Project by Shailendra Paliwal and Kashmir Sihag
Note: This blog post was written by Shailendra

I want to share a 3 year old project I and my friend Kashmir Sihag Chaudhary did for Jaipur Hackathon in a span of 24 hours. It is called Know Your MP, it visualizes data that we know about our members of parliament on a map of Indian Parliamentary Constituencies.

A friend and a fellow redditor Shrimant Jaruhar had already made something very similar in 2014 but it was barely usable since it took forever to load and mostly crashed my browser. My attempt with Know Your MP was to advance on the same idea.

The Dataset

Election Commission of India requires that every person contesting the elections fill an affidavit and therby disclosing criminal, financial and educatinal background of each candidate. There have been a few concerns about this, a major one being that one could as well enter misleading information without any consequences. If you would remember the brouhaha over education qualifications of Prime Minister Modi and the cabinet minister Smriti Irani, it started with what they entered in their election affidavits. However, it is widely believed that a vast majority of the data colllected is true or close to true which makes this a dataset worthy of exploration.

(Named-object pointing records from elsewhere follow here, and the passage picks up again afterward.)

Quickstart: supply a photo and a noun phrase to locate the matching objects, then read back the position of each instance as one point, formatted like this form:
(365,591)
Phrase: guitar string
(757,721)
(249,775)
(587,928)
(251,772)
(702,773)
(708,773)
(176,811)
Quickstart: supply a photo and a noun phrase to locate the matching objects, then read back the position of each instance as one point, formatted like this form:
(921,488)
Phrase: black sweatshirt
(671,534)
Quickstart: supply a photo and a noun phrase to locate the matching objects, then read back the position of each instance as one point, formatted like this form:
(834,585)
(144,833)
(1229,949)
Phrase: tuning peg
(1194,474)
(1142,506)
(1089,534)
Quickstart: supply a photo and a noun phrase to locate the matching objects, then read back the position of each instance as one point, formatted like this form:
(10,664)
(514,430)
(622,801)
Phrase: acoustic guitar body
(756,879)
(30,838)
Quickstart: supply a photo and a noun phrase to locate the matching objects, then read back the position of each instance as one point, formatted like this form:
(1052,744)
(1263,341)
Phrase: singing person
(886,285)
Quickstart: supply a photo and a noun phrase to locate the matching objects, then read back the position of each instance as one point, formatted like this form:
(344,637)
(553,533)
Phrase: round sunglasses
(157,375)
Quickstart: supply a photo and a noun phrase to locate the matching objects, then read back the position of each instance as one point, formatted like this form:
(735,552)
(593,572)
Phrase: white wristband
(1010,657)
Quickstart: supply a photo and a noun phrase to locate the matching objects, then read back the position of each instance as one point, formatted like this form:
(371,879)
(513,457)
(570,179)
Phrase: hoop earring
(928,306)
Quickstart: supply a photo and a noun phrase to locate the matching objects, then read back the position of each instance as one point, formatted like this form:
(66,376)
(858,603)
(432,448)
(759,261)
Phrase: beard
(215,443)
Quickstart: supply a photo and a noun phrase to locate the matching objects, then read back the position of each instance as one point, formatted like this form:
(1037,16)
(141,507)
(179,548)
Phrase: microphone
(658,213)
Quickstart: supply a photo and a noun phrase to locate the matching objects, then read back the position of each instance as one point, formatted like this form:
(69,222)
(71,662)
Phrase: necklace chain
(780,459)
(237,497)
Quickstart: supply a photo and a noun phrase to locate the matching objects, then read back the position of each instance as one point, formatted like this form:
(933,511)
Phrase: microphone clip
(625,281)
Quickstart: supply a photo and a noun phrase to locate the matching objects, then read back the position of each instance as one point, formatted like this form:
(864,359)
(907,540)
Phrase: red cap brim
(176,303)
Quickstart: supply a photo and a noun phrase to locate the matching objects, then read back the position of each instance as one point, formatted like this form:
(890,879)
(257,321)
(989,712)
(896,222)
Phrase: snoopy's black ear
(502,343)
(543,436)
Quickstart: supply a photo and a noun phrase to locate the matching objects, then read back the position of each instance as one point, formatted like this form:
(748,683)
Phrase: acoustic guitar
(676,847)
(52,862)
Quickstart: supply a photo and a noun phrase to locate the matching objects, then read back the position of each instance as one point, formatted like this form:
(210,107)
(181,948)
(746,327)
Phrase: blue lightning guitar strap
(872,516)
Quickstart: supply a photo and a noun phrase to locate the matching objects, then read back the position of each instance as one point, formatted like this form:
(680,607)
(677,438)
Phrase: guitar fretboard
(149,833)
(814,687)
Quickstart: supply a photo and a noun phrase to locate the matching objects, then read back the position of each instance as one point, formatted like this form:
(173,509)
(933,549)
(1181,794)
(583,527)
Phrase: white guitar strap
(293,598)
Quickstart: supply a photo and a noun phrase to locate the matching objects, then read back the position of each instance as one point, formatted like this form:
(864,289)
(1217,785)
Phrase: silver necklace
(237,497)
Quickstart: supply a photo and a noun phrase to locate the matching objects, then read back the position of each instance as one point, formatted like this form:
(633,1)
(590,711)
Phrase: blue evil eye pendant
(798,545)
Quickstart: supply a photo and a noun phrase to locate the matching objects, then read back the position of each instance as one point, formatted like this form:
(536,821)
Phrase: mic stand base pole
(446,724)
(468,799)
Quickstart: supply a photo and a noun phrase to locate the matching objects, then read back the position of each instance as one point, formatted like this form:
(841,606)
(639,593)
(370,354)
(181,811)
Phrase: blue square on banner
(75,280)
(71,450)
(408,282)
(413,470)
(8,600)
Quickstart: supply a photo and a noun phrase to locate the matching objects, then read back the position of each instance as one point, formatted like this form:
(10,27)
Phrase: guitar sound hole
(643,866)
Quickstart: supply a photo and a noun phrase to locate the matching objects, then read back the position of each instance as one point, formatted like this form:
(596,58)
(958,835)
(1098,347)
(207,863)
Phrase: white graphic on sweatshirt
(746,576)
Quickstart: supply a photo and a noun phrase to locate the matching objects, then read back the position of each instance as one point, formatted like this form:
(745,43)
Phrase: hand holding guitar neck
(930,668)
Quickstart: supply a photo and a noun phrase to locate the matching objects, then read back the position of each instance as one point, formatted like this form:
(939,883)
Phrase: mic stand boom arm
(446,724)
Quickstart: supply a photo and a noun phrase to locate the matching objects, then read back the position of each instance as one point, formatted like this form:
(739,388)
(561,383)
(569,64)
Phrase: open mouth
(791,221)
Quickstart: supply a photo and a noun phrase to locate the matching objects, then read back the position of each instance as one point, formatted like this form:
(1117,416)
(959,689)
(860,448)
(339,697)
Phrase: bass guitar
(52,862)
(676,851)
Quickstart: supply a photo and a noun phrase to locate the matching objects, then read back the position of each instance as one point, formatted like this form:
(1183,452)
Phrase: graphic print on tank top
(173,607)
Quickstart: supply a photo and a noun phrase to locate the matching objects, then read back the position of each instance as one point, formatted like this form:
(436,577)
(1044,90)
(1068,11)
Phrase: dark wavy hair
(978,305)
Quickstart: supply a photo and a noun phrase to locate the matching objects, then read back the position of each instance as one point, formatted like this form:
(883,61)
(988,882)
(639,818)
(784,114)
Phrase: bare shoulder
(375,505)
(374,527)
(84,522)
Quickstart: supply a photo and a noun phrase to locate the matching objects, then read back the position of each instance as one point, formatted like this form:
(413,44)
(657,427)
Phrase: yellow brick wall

However, like a lot of data from governments, every page from these affidavits are made available as individual images behind a network of hyperlinks on the website of Election Commission of India. Thankfully, all of this data is available as CSV or Excel Spreadsheets from [MyNeta.info](http://myneta.info/). The organization behind MyNeta is Association of Democratic Reforms(ADR) which was established by a group of professors from Indian Institute of Management (Ahmedabad). ADR also played a pivotal role in the Supreme Court ruling that brought this election disclosure to fruition.

everything is neatly laid out
everything is neatly laid out


Cadidate Affidavit of CPI(M) candidate Udai Lal Bheel from Udaipur Rural constituency in Rajasthan. link

Preparing the Map

This data needs to be visualized on a map with boundaries showing every parliamentary contituency. Each constituency will indicate the number of criminal cases or assets of their respective MP using a difference in shading or color. Such visualizations are called choropleth maps. To my surprise, I couldn not find a map of Indian parliamentary constituencies from any direct or indirect government sources. That is when datameet came to my rescue. I found that DataMeet Bangalore had released such a shapefile. It is a 13.7MB file(.shp). Certainly not usable for a web project.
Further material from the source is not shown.